I am trying to learn shell on Linux, but I've got a problem which seems confusing.

  • My environment is:
    • OS: Manjaro 21.2.6 Qonos
    • Kernel: x86_64 Linux 5.15.38-1-MANJARO
    • Shell: zsh 5.8.1 (x86_64-pc-linux-gnu)
  • The problem is:
    • I created a file named foo, and echoed #\!/bin/sh to it, and the permission of file foo has been modified to 100 by using chmod.
    • The file foo doesn't have the read or write permission indeed, that's for true,
    • but when I executed the command ./foo, I got the error /bin/sh: ./foo: permission denied.

So why the Shell knows what the shebang in the file foo is without the read permission ???

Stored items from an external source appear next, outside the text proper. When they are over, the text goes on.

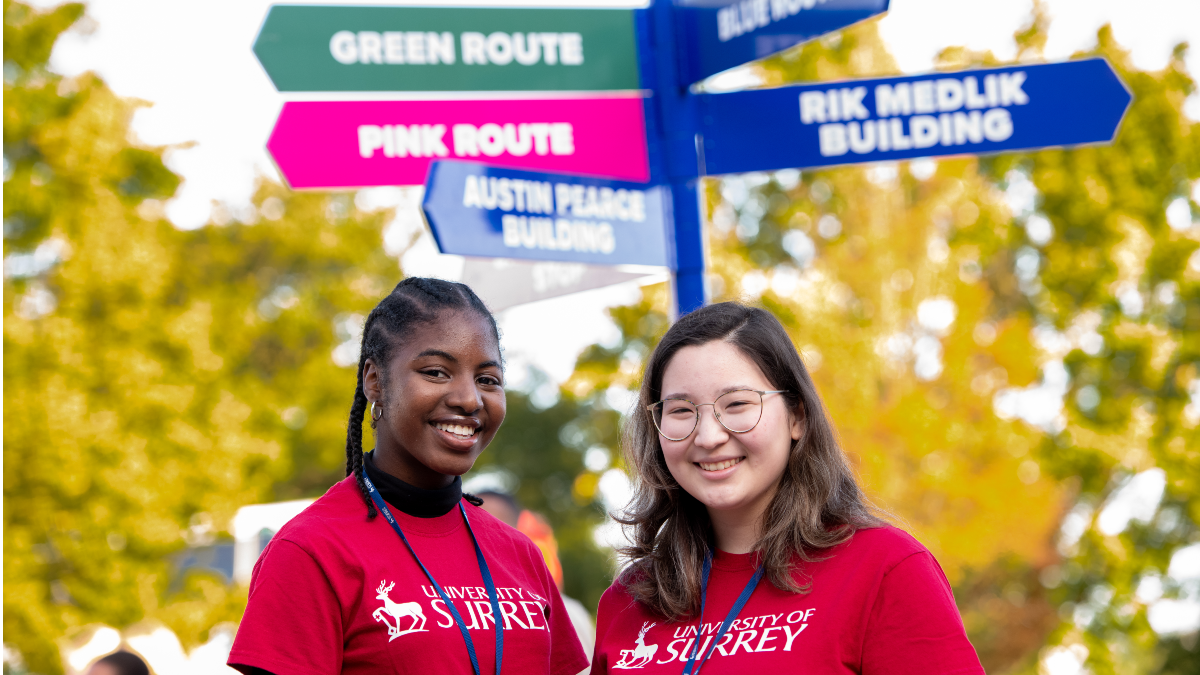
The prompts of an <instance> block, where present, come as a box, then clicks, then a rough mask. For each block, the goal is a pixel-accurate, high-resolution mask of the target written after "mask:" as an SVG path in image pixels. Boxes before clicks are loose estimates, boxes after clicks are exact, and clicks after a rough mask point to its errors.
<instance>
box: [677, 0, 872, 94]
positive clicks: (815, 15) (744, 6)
mask: <svg viewBox="0 0 1200 675" xmlns="http://www.w3.org/2000/svg"><path fill="white" fill-rule="evenodd" d="M674 5H676V17H677V19H676V20H677V22H678V25H679V29H680V32H682V34H683V40H684V42H685V44H684V46H683V47H684V50H683V53H682V55H683V58H682V62H680V67H682V68H683V71H684V72H683V76H684V82H685V83H689V84H690V83H692V82H697V80H701V79H703V78H706V77H708V76H710V74H714V73H719V72H721V71H724V70H728V68H732V67H733V66H739V65H742V64H745V62H746V61H752V60H755V59H761V58H763V56H769V55H772V54H774V53H776V52H782V50H784V49H787V48H788V47H792V46H794V44H799V43H800V42H805V41H809V40H812V38H814V37H820V36H821V35H824V34H827V32H833V31H835V30H840V29H844V28H846V26H848V25H851V24H856V23H858V22H860V20H863V19H869V18H871V17H875V16H878V14H882V13H883V12H886V11H887V10H888V0H674Z"/></svg>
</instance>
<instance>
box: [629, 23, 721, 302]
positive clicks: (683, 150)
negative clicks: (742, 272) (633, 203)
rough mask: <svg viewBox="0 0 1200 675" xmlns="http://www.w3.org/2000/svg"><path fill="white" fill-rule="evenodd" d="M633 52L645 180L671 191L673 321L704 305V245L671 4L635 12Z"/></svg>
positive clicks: (681, 64)
mask: <svg viewBox="0 0 1200 675" xmlns="http://www.w3.org/2000/svg"><path fill="white" fill-rule="evenodd" d="M635 20H636V22H637V31H636V32H637V41H638V44H637V52H638V71H640V76H641V83H642V89H643V90H647V91H648V92H649V97H648V98H647V101H646V135H647V147H648V150H649V155H650V157H649V159H650V180H652V181H653V183H655V184H660V185H667V186H668V187H670V189H671V207H672V219H671V220H672V222H673V227H672V231H671V240H670V245H671V247H672V249H673V251H672V252H673V256H672V261H671V262H672V265H671V268H672V280H673V283H672V286H673V294H674V298H673V300H674V303H673V304H674V307H673V310H674V311H673V313H674V315H676V316H682V315H685V313H688V312H690V311H692V310H695V309H698V307H701V306H703V305H704V303H706V301H707V299H708V298H707V295H706V293H704V240H703V228H702V223H701V209H700V195H698V192H697V187H698V185H700V179H697V178H696V177H698V175H702V174H703V172H702V167H700V163H698V160H697V154H696V149H697V145H696V138H697V136H696V135H697V132H698V130H700V107H698V101H697V100H696V97H695V96H689V92H688V83H686V82H685V80H684V79H683V77H682V76H683V66H682V64H680V58H682V56H683V52H682V42H680V36H679V34H678V23H677V22H676V17H674V13H673V10H672V6H671V0H654V2H652V4H650V6H649V7H647V8H646V10H638V11H637V13H636V16H635Z"/></svg>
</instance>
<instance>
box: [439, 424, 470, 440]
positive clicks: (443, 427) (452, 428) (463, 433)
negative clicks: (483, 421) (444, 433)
mask: <svg viewBox="0 0 1200 675" xmlns="http://www.w3.org/2000/svg"><path fill="white" fill-rule="evenodd" d="M434 426H436V428H438V429H440V430H443V431H449V432H450V434H454V435H455V436H462V437H464V438H467V437H470V436H474V435H475V429H474V428H472V426H463V425H462V424H444V423H440V422H439V423H437V424H434Z"/></svg>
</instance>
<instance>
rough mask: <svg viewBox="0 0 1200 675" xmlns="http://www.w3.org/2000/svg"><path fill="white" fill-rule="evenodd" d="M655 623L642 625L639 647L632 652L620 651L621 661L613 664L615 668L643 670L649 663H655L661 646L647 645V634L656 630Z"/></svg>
mask: <svg viewBox="0 0 1200 675" xmlns="http://www.w3.org/2000/svg"><path fill="white" fill-rule="evenodd" d="M654 626H655V625H654V623H650V622H649V621H647V622H646V623H642V629H641V631H638V633H637V647H636V649H631V650H620V661H618V662H617V663H614V664H612V667H613V668H620V669H625V670H630V669H634V668H642V667H643V665H646V664H647V663H649V662H652V661H654V655H655V653H656V652H658V651H659V645H647V644H646V633H647V632H648V631H649V629H650V628H654Z"/></svg>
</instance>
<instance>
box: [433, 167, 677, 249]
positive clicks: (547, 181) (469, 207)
mask: <svg viewBox="0 0 1200 675" xmlns="http://www.w3.org/2000/svg"><path fill="white" fill-rule="evenodd" d="M670 199H671V197H670V193H668V192H667V189H665V187H650V186H647V185H643V184H636V183H617V181H612V180H601V179H592V178H582V177H577V175H564V174H552V173H535V172H528V171H516V169H503V168H496V167H490V166H485V165H476V163H473V162H455V161H438V162H434V163H433V167H432V168H431V169H430V179H428V183H427V184H426V186H425V203H424V204H422V208H424V210H425V219H426V220H427V221H428V223H430V229H431V231H432V232H433V239H434V240H436V241H437V244H438V250H440V251H442V252H443V253H456V255H460V256H480V257H488V258H524V259H530V261H559V262H571V263H592V264H610V265H611V264H641V265H668V264H670V258H668V250H667V225H668V217H670V216H668V211H667V209H668V208H670V207H668V204H670Z"/></svg>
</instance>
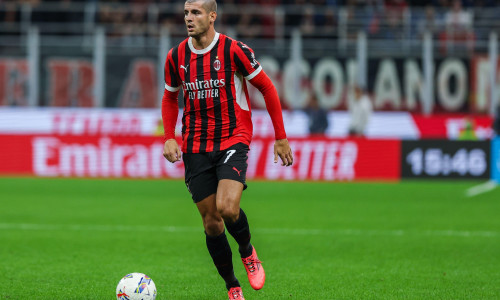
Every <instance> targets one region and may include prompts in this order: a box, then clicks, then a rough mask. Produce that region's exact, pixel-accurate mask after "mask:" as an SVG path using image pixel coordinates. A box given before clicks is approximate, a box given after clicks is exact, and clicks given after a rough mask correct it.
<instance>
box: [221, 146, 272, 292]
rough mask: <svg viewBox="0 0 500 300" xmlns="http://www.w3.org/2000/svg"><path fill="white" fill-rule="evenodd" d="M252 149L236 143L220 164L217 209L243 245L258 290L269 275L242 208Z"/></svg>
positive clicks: (238, 239)
mask: <svg viewBox="0 0 500 300" xmlns="http://www.w3.org/2000/svg"><path fill="white" fill-rule="evenodd" d="M248 150H249V149H248V146H247V145H244V144H236V145H234V146H232V147H230V148H229V149H227V150H226V151H225V153H223V155H221V157H220V159H219V163H218V164H217V176H218V178H219V185H218V187H217V196H216V201H217V210H218V211H219V213H220V215H221V217H222V218H223V219H224V223H225V225H226V228H227V231H228V232H229V233H230V234H231V235H232V236H233V237H234V239H235V240H236V242H237V243H238V246H239V252H240V256H241V258H242V261H243V264H244V265H245V269H246V271H247V275H248V280H249V281H250V285H251V286H252V287H253V288H254V289H256V290H258V289H261V288H262V287H263V286H264V282H265V278H266V277H265V273H264V269H263V268H262V264H261V262H260V261H259V259H258V257H257V253H256V252H255V248H254V247H253V246H252V244H251V243H250V239H251V234H250V226H249V224H248V220H247V217H246V215H245V212H244V211H243V210H242V209H241V208H240V200H241V195H242V192H243V190H244V189H245V188H246V183H245V181H246V170H247V167H248V165H247V159H248V155H247V154H248Z"/></svg>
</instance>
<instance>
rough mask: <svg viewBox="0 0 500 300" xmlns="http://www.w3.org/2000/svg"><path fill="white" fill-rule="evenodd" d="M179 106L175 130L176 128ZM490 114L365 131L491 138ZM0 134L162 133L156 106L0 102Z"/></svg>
mask: <svg viewBox="0 0 500 300" xmlns="http://www.w3.org/2000/svg"><path fill="white" fill-rule="evenodd" d="M181 113H182V112H181V111H180V112H179V116H178V118H177V125H176V132H177V133H180V132H181V119H182V115H181ZM327 119H328V127H327V129H326V131H325V135H326V136H327V137H329V138H345V137H346V136H347V135H348V130H349V121H350V115H349V113H348V112H345V111H330V112H328V113H327ZM283 120H284V123H285V127H286V131H287V135H288V136H289V137H307V136H308V135H309V129H308V126H309V120H310V119H309V115H308V114H307V112H306V111H303V110H293V111H291V110H285V111H283ZM252 122H253V129H254V132H253V133H254V136H255V137H259V138H267V137H273V136H274V131H273V126H272V122H271V118H270V117H269V114H268V113H267V111H265V110H260V109H254V110H252ZM492 123H493V118H492V117H490V116H482V115H467V114H434V115H431V116H422V115H418V114H415V115H413V114H411V113H408V112H374V113H373V114H372V115H371V117H370V121H369V123H368V127H367V130H366V136H367V137H368V138H371V139H387V138H389V139H419V138H442V139H453V140H455V139H461V138H462V137H463V136H464V135H467V136H468V137H469V138H470V137H471V136H472V137H475V138H477V139H479V140H484V139H491V138H492V137H493V130H492ZM0 134H50V135H113V136H115V135H117V136H131V135H140V136H152V135H153V136H159V135H163V126H162V123H161V114H160V110H159V109H98V108H90V109H89V108H85V109H83V108H80V109H74V108H29V109H27V108H10V107H3V108H0Z"/></svg>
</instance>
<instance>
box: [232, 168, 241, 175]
mask: <svg viewBox="0 0 500 300" xmlns="http://www.w3.org/2000/svg"><path fill="white" fill-rule="evenodd" d="M233 170H235V171H236V173H238V176H241V174H240V173H241V170H238V169H236V167H233Z"/></svg>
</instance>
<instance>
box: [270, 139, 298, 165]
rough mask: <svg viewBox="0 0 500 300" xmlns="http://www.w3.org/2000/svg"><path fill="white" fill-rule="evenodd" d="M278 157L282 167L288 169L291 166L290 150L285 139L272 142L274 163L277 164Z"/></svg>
mask: <svg viewBox="0 0 500 300" xmlns="http://www.w3.org/2000/svg"><path fill="white" fill-rule="evenodd" d="M278 156H279V157H280V158H281V162H282V164H281V165H282V166H287V167H289V166H291V165H292V164H293V154H292V149H291V148H290V145H289V144H288V140H287V139H282V140H276V142H274V163H277V162H278Z"/></svg>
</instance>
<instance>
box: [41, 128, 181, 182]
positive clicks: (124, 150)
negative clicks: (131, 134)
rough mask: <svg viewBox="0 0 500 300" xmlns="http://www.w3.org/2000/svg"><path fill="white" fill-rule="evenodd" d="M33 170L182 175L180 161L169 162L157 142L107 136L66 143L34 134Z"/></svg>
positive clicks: (90, 176)
mask: <svg viewBox="0 0 500 300" xmlns="http://www.w3.org/2000/svg"><path fill="white" fill-rule="evenodd" d="M32 145H33V170H34V173H35V175H37V176H77V177H87V176H88V177H134V178H140V177H172V178H180V177H182V176H183V175H184V171H183V168H184V165H183V164H181V163H177V164H171V163H169V162H168V161H167V160H165V159H164V158H163V157H162V155H161V153H162V150H163V145H162V144H161V143H153V144H151V145H145V144H130V145H122V144H113V143H112V140H111V139H109V138H100V139H98V143H97V144H90V143H87V144H76V143H73V144H67V143H64V142H63V141H61V140H60V139H59V138H55V137H35V138H33V141H32Z"/></svg>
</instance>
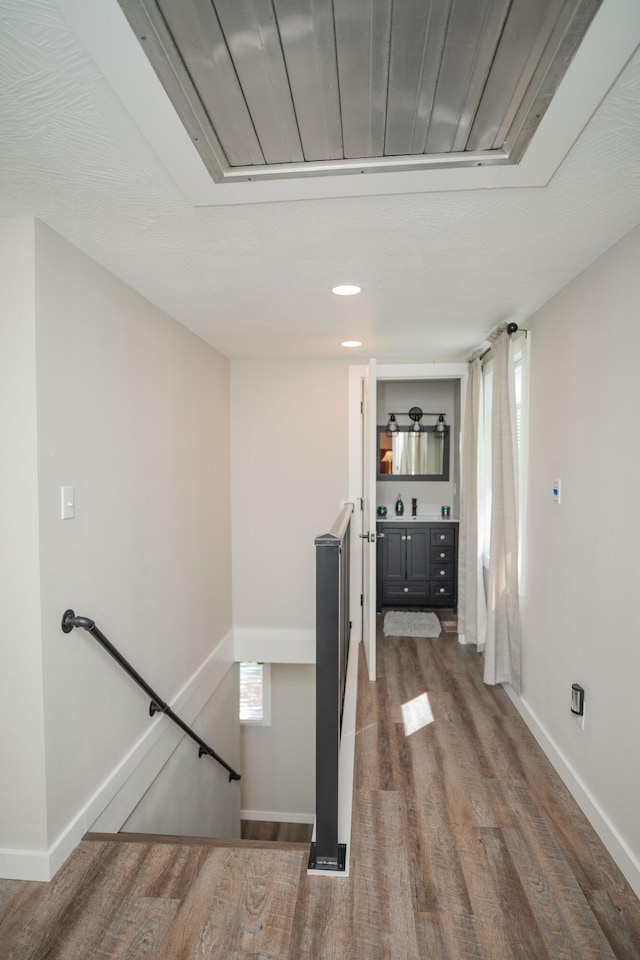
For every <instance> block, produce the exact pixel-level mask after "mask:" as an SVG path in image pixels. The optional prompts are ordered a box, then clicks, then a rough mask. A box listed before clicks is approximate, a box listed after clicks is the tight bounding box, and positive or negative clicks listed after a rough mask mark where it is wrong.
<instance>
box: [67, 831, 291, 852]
mask: <svg viewBox="0 0 640 960" xmlns="http://www.w3.org/2000/svg"><path fill="white" fill-rule="evenodd" d="M82 839H83V840H93V841H99V842H103V843H104V842H106V841H108V842H113V841H117V842H118V843H171V844H175V845H176V846H206V847H245V848H248V849H251V848H253V849H254V850H304V851H305V852H307V853H308V852H309V844H308V843H301V842H300V841H291V842H289V841H285V840H241V839H240V838H238V839H237V840H236V839H232V840H222V839H218V838H217V837H181V836H173V835H171V834H166V833H91V832H90V833H85V835H84V837H83V838H82Z"/></svg>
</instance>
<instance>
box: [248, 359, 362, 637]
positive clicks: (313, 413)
mask: <svg viewBox="0 0 640 960" xmlns="http://www.w3.org/2000/svg"><path fill="white" fill-rule="evenodd" d="M348 369H349V368H348V365H347V364H346V363H343V362H340V361H329V360H327V361H324V360H255V361H254V360H233V361H232V362H231V463H232V480H233V488H232V508H231V509H232V517H233V611H234V627H236V628H241V629H242V628H257V629H263V628H279V629H300V628H302V629H306V630H309V629H314V628H315V547H314V539H315V537H317V536H319V535H320V534H322V533H326V532H327V530H328V529H329V528H330V527H331V525H332V523H333V521H334V520H335V518H336V516H337V515H338V512H339V509H340V503H341V501H343V500H345V499H346V498H347V496H348V486H347V484H348V415H347V414H348Z"/></svg>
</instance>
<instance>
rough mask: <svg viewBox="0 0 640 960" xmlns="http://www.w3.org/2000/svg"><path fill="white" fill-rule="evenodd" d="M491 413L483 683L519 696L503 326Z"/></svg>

If anyone of you can proide any suggesstions, I will be really thankful !

behavior-example

CodePudding user response:

You get this error because the script itself do not have execution or read permission. To run script in shell (on your way) you need to have read and execute permissions:

chmod 500 foo
./foo

the other way to run the script is:

sh foo

and you do not need execution permission in this case. For the record the standard way is to use construction like:

#!/bin/sh

You do not need to escape exclamation mark

CodePudding user response:

So why the Shell knows what the shebang in the file foo is without the read permission ???

It is not the shell that reads the shebang line but the OS/kernel.

A shell script can be executed in the same way as a compiled program. The process uses a function of the exec* family and passes ./foo as the program to execute. These functions are based on system calls.

The OS/kernel then detects if the file is a compiled program which can be executed directly or a script file which must be passed to an interpreter. If the file contains a shebang line, the OS will execute the specified interpreter, which does not have to be a shell, otherwise it will run the default shell. The script file is passed as an argument to the interpreter.

The shell is running with normal user permissions and will get an error when it tries to open the script file.


You can find some information about executiong scripts in the POSIX specification of the exec function family or in the Linux manual page for execve. Search for the word interpreter.